Oakley smiled, but immediately grew serious again. “Do you want me to return the necklace?”
Will’s immediate response was to say yes. And to have him return the watch while he was at it. But even though he personally couldn’t have cared less about trinkets, they obviously meant a lot to Oakley. Learning how to be with someone who was so different from himself was necessarily going to involve him learning to make sacrifices as well as Oakley.
“No,” he said at last. “I want you to wear it.”
“Me?” Oakley blinked in surprise. “But I gave it to you.”
Will smiled, despite the fraught feelings of the moment. “I want you to wear it and nothing else while you give me something that I actually want.”
Oakley’s face splashed with color so fast that Will wondered if he’d gone light-headed. “Well, that’s a first,” he said in a thick, hoarse voice. “Usually it’s the twink I’ve given something pretty to who ends up going down on me.”

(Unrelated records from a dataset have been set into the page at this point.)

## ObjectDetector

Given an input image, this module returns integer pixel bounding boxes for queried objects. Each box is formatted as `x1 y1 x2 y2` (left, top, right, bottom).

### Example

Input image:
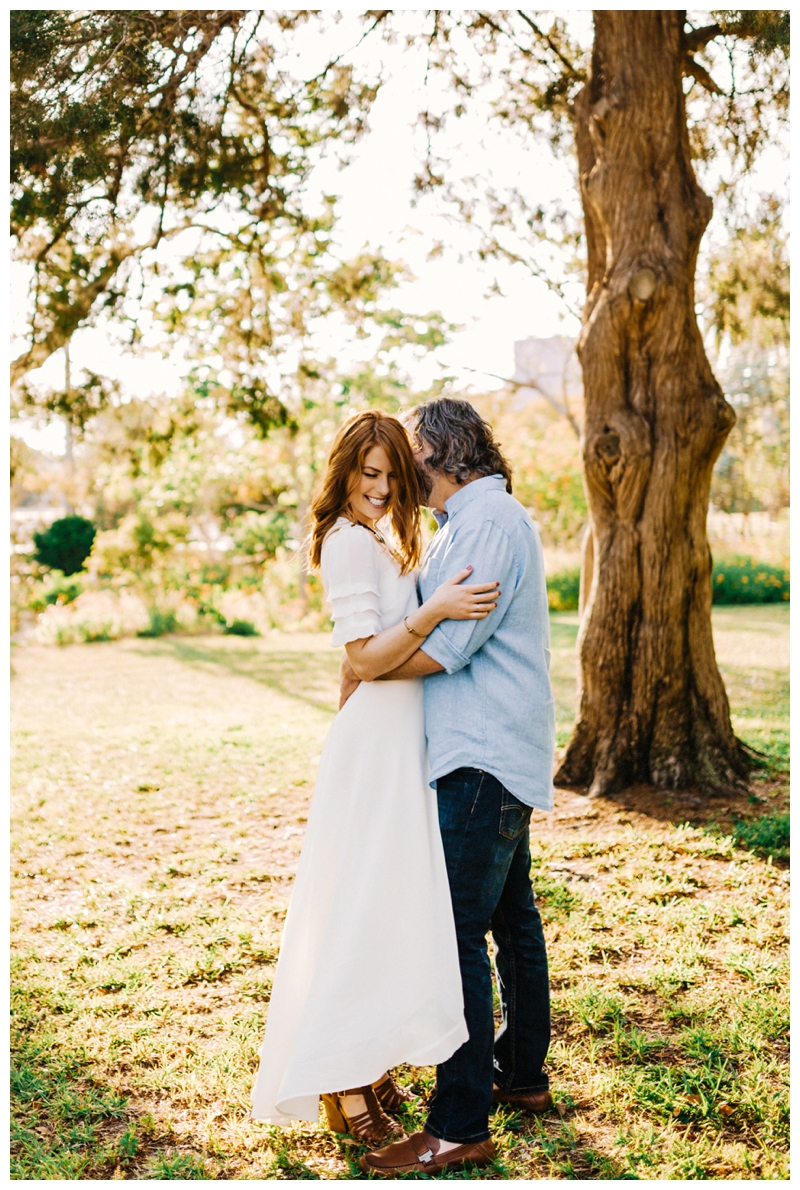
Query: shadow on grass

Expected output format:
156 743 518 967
137 637 339 714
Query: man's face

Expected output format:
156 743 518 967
412 438 460 513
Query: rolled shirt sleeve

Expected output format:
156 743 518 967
421 520 518 674
320 525 381 645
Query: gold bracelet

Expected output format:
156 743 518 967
402 615 427 640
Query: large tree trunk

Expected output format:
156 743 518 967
556 11 748 795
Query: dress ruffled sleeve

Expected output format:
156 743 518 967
321 525 381 645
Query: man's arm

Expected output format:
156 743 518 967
376 645 444 682
339 649 444 710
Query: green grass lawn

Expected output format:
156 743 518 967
12 606 788 1180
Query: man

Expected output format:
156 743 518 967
343 399 555 1178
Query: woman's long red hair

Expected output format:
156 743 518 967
308 409 421 575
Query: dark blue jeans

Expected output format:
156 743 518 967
425 769 550 1144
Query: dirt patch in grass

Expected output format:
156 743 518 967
12 608 788 1180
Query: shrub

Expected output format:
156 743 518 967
712 553 789 603
137 607 179 637
548 566 581 612
33 516 96 575
36 570 83 610
230 508 292 560
223 620 261 637
733 814 789 859
36 590 150 645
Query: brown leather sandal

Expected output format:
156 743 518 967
373 1075 417 1113
321 1086 406 1145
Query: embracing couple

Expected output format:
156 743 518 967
252 399 555 1178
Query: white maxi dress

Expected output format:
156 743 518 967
252 518 468 1125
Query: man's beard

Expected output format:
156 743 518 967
414 463 436 505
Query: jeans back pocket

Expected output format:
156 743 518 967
500 789 531 839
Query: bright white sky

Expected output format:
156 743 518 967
12 11 788 453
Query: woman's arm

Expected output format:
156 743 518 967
344 566 500 682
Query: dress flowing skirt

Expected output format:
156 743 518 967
252 678 468 1125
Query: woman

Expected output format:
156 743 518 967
252 411 499 1145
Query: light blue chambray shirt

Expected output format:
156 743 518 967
419 475 556 810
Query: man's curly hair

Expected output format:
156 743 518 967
402 396 511 491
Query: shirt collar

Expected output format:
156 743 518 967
431 475 506 528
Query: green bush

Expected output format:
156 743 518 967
137 607 179 637
223 620 261 637
711 553 789 603
230 508 292 560
548 566 581 612
33 516 96 575
733 814 789 859
44 570 83 606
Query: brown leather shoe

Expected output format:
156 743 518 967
373 1075 417 1115
492 1086 554 1115
358 1132 496 1178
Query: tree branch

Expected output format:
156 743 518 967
517 8 585 80
682 54 725 95
683 25 723 54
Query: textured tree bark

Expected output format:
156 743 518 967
555 11 749 796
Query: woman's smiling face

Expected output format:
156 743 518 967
350 446 398 524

Will laughed out loud. “No, you twat,” he said. He scooped an arm around Oakley’s waist and tugged him forward. Oakley moved with him to transfer from his chair to the sofa and into Will’s arms. “I’m not trying to exchange a gold chain for a pearl necklace.”
Oakley laughed just as freely as Will had, like they’d unblocked something that was stuck between them. “Good one.”
“I just want to spend time with you,” Will explained. “Naked time and clothed time. But not like sex is a commodity and my level of satisfaction in our relationship depends on some spreadsheet of things you’ve given me.”
“Ouch,” Oakley said, pushing and tugging his body into the position both he and Will wanted it. “But point taken.”
They were silent for a moment, just snuggling together on the sofa as Will tried to let the strain and irritations of the day seep away.
“I think it’s time for me to admit that I don’t really know how to have a relationship,” Oakley said at last. “I’m beginning to see that what I’ve had in the past haven’t been relationships at all.”
Will laughed tiredly and rested his head against Oakley’s. “Me either. Which means we’re equally matched in this madness.”
Oakley let out a soft laugh and pushed his arm around Will’s back between him and the sofa. “Let’s not cock this all up, then, please,” he said.
The words “I love you” tickled Will’s tongue. He wanted to say them so badly, because he was feeling them with every muscle and fiber of his body.
But he couldn’t. He didn’t want to wreck things. He was well aware of the intensity of the paradox of loving someone so much you were afraid to tell them, but it was a feeling he was stuck with.
Because it wasn’t just about Oakley. It was about Rich and Dr. Armitage. It was about Moira and Henry. It was about Brandon and the rest of his family, Oakley’s family, and everyone who thought they had a right to an opinion about whether he and Oakley should be together. He’d tangled his entire life and career up with his feelings for Oakley, and he was desperately afraid that if one thing went wrong, it would all go wrong.